Links, Page 8

"Slush," by Mike Resnick (continued)

(A successful writer with several professional credits was kind enough to look at my story. The result was entirely predictable: “I would have begun the story at the kidnapping...." (Eliminating the prologue of sorts.) But the story’s prologue serves two purposes. Firstly, it establishes the mystery of the kidnapper “remembering” the boy, while at the same time being a complete stranger to his captive.

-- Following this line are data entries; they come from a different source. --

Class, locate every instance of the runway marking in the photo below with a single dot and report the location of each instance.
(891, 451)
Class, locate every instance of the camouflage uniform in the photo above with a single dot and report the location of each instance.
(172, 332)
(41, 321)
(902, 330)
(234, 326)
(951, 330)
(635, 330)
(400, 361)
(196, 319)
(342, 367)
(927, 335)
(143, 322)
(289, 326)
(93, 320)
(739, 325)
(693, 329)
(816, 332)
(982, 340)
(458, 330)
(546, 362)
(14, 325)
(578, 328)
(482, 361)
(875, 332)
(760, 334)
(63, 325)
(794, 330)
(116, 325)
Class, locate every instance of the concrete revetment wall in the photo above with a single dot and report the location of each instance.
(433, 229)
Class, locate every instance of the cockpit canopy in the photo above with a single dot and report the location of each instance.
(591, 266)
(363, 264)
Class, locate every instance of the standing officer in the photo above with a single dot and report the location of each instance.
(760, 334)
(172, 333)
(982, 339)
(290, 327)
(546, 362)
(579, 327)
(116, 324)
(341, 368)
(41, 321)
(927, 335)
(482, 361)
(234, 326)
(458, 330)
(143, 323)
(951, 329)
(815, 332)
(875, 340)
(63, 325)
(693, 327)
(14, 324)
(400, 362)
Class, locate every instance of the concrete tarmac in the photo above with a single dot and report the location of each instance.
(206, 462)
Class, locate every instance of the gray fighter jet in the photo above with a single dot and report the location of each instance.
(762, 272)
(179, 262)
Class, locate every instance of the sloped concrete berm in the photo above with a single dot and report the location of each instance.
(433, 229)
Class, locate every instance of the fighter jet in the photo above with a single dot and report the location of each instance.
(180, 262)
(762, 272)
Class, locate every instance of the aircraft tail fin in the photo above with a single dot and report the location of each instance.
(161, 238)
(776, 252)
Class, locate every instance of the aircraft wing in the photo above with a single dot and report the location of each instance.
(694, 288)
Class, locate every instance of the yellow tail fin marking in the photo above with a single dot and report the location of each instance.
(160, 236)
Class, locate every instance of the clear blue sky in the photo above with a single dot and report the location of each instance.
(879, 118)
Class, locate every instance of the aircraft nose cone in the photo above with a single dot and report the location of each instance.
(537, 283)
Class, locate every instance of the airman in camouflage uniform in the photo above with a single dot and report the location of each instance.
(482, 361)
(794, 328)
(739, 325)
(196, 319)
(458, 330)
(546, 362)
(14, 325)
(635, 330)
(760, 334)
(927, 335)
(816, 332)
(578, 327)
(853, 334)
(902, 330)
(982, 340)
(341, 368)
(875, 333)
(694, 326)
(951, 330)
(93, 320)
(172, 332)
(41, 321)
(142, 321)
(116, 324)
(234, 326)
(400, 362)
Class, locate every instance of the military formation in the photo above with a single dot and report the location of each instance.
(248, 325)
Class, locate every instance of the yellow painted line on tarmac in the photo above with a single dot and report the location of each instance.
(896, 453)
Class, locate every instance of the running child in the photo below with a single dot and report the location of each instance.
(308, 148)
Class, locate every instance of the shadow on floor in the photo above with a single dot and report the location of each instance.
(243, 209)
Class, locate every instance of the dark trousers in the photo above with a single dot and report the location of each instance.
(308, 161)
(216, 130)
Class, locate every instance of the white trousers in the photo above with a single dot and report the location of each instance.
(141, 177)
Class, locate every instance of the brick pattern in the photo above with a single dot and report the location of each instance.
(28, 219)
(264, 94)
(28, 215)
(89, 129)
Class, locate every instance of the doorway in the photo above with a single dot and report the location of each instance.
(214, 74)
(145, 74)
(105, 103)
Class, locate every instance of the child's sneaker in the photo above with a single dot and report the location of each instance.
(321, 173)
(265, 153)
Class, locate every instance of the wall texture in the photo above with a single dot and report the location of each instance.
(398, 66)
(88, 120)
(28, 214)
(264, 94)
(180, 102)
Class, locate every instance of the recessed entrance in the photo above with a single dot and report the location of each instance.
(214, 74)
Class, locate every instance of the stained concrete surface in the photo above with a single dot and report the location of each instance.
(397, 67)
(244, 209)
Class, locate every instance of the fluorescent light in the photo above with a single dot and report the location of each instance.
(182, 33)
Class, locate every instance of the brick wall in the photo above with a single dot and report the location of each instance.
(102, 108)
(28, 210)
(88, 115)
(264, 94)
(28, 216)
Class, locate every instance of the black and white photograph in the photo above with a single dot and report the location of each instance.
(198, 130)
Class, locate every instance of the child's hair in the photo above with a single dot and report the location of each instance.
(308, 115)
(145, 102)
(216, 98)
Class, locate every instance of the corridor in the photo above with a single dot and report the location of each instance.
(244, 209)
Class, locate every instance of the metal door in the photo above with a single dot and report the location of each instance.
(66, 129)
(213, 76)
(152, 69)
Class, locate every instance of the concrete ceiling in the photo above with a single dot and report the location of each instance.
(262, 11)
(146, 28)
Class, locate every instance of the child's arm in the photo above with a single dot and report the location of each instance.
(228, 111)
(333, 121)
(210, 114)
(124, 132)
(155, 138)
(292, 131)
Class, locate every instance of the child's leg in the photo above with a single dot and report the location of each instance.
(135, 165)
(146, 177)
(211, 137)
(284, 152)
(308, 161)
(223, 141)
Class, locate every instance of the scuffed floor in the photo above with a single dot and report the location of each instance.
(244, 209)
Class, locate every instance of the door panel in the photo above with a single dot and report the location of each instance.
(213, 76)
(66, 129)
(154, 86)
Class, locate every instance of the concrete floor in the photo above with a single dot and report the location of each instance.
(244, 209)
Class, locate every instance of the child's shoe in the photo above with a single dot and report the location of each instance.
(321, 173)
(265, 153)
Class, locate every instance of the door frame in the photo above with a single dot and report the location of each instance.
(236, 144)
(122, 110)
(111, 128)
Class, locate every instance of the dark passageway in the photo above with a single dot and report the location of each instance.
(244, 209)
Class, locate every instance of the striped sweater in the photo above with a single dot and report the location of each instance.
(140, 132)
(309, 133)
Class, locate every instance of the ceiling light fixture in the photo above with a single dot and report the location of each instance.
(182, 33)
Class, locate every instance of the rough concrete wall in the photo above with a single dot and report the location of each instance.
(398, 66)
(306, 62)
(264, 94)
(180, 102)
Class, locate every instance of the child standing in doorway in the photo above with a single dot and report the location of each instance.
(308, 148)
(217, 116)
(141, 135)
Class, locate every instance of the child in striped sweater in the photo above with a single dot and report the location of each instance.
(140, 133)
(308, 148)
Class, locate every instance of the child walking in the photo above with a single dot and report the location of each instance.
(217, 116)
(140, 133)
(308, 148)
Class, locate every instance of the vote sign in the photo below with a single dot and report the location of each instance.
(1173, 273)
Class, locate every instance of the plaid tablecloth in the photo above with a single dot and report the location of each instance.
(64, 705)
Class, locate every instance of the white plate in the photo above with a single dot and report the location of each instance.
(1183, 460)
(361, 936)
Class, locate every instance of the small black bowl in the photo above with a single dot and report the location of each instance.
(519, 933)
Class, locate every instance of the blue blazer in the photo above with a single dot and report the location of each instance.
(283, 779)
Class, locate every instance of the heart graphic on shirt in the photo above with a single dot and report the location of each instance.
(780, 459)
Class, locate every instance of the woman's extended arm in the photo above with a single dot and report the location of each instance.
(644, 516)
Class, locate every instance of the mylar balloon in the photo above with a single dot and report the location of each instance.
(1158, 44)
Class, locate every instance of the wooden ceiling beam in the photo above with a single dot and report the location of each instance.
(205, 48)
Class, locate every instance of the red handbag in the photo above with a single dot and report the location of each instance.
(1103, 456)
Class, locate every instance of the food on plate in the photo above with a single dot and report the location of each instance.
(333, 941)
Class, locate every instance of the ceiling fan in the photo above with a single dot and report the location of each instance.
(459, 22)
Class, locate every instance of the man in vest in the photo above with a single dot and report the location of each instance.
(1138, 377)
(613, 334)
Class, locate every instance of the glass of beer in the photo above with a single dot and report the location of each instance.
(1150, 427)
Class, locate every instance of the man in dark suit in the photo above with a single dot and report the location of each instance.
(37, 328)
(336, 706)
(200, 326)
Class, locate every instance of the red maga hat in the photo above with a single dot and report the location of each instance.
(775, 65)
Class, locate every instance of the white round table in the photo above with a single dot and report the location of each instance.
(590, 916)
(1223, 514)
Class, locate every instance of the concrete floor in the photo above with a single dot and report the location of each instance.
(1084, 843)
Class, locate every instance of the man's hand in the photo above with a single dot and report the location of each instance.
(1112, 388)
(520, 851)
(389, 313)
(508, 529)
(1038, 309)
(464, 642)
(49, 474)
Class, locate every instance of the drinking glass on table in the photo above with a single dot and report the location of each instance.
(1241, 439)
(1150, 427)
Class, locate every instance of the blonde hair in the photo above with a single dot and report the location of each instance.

Secondly, and more importantly, the prologue invokes the stage magician’s ploy of misdirection to distract the audience from what is actually happening in plain sight. When I first crafted my story, my biggest concern was that it would be too obvious too soon to SF readers as to what the actual situation is, as the idea is admittedly not original with myself and has been used before in several stories and novels. By taking advantage of contemporary societal mind-sets and fears (by way of social commentary), I had hoped that the reader would glide right past several tip-offs early on that such fears are unwarranted. From feedback I have had, that strategy was for the most part successful. Anyway, this is how I wrote it and not him.)

What follows is an excerpt from “Slush” which constitutes the meat of Mr. Resnick’s argument:

“When I joined Jim Baen’s Universe there was a ton of slush that had been passed on by our enthusiastic but inexperienced staff. The reason I so characterize them (and they are still enthused, but no longer inexperienced) is because the slush reader, when he or she would forward a story to Eric or me, would write a brief comment . . . and I came to too damned many comments that said, in essence, 'It starts slow, but it gets really good on Page 7.' I didn’t even have to read those, because that’s an automatic reject. Our subscribers are not being paid [should be, “paying”?] to wade through all the junk to get to Page 7; if we haven’t captured them in the first couple of pages, the odds are that they’ll stop reading that story and go on to one by a major author (we don't lack for them), or at least a known commodity. “

The attitudes expressed within this paragraph are, in my opinion, indicative of the mind-set held by most fiction editors and are, in least in part, responsible for the absolutely horrendous decline in the number of paying science fiction publications and circulation figures for those that have survived (at least to date).